Federal budget’s daycare support pleases Island family-help agencies

OTTAWA – The federal budget has taken on a number of issues near and dear to the social services community and the reaction has been decidedly positive.

“The great news in the budget is the $10 per day childcare,” said Manitoulin-Sudbury District Services Board CAO Fern Dominelli. “I think the federal government realizes that provision of a high quality, affordable and accessible early learning and child care system across Canada is critical to the success of the economy and the perhaps will be a pillar in the economic recovery after the pandemic.”

“There is reason for optimism which is definitely welcomed right now,” said Marnie Hall, executive director of Manitoulin Family Resources. “The pandemic has certainly highlighted and confirmed the needs of community members that have been long-standing and frequently voiced in the areas of childcare, women’s services and violence against women’s services (VAW). The announcement regarding increased funding and access to services in child care and VAW is a wonderful step; we remain hopeful that this will be a dynamic plan that continues to adapt to changing needs as they unfold. These were pre-pandemic needs that have grown and have new requirements as a result of the pandemic, that will need to be voiced, and heard and integrated.”

The budget struck chords in a number of areas for Ms.
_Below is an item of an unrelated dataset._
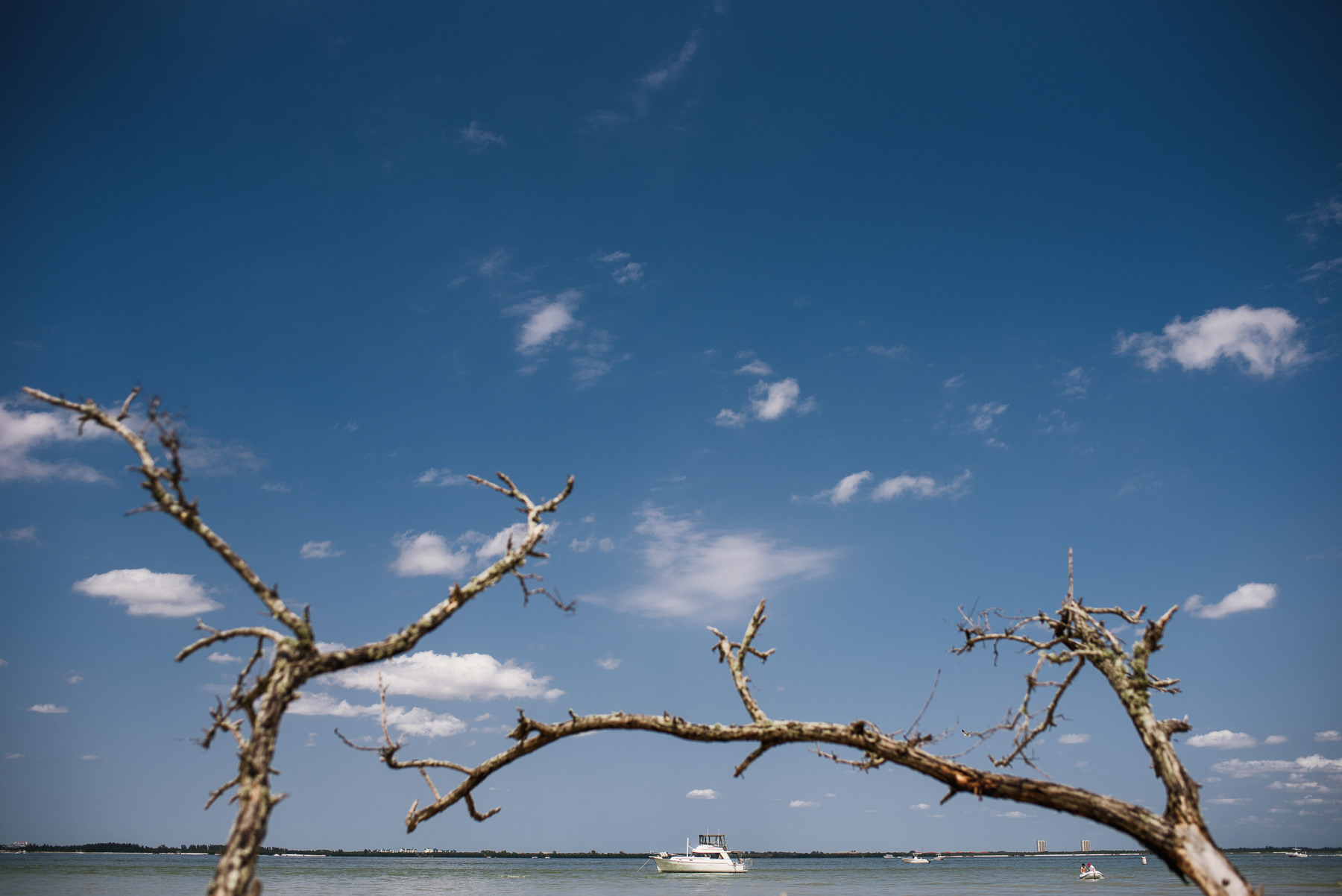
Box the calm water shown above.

Hall, but those chords play only part of a greater melody. “Ongoing adequate funding for programming, for critical infrastructure, for capital needs, for ongoing maintenance, this all needs to be part of that larger plan,” she said. “We have learned a great amount in the past year of the complexity of how systems interconnect. There is a significant investment planned within VAW for transitional housing support, but we need available housing to make that truly effective. We are hearing of expanding child care accessibility through affordability, but we will need physical spaces and educators to accommodate that. The ability to recruit and retain early childhood educators and social workers through properly compensated positions within childcare and VAW will be necessary in order to not continue to lose them to the sectors of education, health and mental health because the same credentials are better compensated.”

“This budget is a ray of hope in having concerns heard, but we also hope that those making decisions will continue to dialogue with those providing frontline services,” Ms. Hall continued. “These sectors have required significant additional resources for years; they were hurting, and it will be crucial in months ahead to not try to apply a Band-Aid approach to something that could easily hemorrhage. Our community demographics have changed through this pandemic, the needs of our community members will have as well and that will continue. It’s crucial at this time to not only integrate the needs that we’ve known have existed for years, but also have the foresight to provide for what we ought reasonably know should be coming.”